Der blutige Konflikt zwischen schiitischen und sunnitischen Extremisten,
der die Hauptstadt Bagdad ins Chaos stuerzt,
droht jetzt auch die von den USA unterstuetzte Regierung des schiitischen
Premierministers Maliki zu zerreissen.
dessen Staerkung bisher der Kern der amerikanischen Strategie war.

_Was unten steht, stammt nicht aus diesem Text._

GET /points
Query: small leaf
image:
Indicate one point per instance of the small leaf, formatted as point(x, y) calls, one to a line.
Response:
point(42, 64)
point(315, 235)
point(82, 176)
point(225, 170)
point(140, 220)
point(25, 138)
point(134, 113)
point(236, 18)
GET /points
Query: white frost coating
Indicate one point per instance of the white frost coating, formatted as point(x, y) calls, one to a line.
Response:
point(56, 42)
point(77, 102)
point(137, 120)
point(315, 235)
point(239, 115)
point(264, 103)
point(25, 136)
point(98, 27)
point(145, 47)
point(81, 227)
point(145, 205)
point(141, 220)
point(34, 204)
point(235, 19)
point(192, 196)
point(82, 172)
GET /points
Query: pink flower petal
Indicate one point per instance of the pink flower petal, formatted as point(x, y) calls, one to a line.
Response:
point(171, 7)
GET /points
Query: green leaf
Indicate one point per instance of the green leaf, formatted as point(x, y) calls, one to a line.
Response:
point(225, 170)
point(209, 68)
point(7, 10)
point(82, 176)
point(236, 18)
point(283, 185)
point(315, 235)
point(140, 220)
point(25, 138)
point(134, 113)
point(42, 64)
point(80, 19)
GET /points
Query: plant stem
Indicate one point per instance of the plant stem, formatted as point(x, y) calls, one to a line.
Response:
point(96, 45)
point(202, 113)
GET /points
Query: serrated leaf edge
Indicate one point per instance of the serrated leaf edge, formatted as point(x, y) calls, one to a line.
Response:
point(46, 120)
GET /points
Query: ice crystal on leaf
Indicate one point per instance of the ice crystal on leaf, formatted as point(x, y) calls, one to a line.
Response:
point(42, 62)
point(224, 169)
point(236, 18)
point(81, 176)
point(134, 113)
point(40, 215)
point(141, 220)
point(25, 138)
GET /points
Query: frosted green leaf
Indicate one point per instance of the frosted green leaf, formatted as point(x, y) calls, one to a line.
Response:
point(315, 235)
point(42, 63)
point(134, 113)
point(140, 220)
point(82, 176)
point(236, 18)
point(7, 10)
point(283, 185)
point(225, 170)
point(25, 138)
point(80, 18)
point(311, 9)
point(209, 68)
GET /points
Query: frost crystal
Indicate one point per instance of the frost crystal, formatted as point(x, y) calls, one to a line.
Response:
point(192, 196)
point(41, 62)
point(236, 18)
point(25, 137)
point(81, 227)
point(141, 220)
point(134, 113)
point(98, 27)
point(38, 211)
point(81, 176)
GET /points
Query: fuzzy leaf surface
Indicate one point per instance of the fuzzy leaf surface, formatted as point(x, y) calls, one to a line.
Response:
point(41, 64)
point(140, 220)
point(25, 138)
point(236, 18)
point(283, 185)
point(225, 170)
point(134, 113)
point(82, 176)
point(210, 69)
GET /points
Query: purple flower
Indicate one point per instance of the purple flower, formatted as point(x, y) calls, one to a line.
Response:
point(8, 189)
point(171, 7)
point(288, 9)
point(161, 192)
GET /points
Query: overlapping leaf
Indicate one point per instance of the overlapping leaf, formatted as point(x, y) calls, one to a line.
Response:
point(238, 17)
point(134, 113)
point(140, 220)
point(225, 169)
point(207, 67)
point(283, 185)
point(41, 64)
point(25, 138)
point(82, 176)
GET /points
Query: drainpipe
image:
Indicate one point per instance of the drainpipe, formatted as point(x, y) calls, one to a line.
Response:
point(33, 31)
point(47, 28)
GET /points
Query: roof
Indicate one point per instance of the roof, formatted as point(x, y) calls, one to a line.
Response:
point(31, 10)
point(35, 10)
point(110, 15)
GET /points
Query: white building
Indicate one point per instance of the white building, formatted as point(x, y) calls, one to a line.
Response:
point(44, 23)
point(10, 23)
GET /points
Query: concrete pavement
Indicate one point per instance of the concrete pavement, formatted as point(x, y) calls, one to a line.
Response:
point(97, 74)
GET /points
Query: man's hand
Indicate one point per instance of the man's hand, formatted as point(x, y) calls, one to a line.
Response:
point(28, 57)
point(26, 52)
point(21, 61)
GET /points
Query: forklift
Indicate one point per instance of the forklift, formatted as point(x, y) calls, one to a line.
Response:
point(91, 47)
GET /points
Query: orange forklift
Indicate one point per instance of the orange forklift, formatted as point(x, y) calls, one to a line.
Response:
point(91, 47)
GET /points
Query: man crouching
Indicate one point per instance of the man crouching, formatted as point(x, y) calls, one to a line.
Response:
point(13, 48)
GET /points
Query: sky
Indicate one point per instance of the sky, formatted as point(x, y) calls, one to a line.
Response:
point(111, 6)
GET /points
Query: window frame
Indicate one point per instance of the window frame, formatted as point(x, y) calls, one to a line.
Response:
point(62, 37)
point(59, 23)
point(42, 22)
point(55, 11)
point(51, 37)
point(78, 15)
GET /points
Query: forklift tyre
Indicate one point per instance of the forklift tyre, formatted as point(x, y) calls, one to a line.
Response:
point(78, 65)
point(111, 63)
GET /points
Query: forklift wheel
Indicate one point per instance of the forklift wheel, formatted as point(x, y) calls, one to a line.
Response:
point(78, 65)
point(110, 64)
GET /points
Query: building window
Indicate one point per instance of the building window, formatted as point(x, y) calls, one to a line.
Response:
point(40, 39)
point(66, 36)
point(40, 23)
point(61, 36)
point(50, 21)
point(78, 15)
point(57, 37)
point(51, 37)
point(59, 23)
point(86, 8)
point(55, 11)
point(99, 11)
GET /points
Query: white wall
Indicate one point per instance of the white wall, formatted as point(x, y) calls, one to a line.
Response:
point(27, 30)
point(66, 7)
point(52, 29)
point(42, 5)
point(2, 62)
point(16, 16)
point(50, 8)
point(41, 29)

Aufbau und Training einer irakischen Streitmacht gilt seit langem als
das wichtigste Vorhaben der USA. Am Ende werden die irakischen Militaers
den Ton angeben, gibt sich dieser AUsbildner noch optimistisch, dann werden
wir abziehen koennen.
Aber in Berichten an das Pentagon ist von derartig schwerwiegenden Maengeln
die Rede,
dass ein Erfolg kaum denkbar ist.
Allzu oft fehlen schlicht die Uebersetzer. Die amerikanischen Ausbildner
koennen sich nicht verstaendigen. Ob die irakischen Gegenueber wirklich
Partner sind und nicht doch getarnte Terroristen, ist nie ganz klar. Die
sogenannte Ausbildung besteht oft nur aus ein paar Telefonaten.
STAND UP
Die Irakpolitik des Weissen Hauses scheint im Augenblick auf allen Ebenen
akut gefaehrdet. Premierminister Maliki, mit dem sich George Bush kommende
Woche treffen will (Version 2: wollte) , hat die Kontrolle laengst verloren.
Der Aufbau irakischer Streitkraefte scheitert an den religioesen Spannungen
und buerokratischer Inkompetenz. Und zu guter letzt hat auch die amerikanische
Oeffentlichkeit den Glauben an einen Erfolg verloren.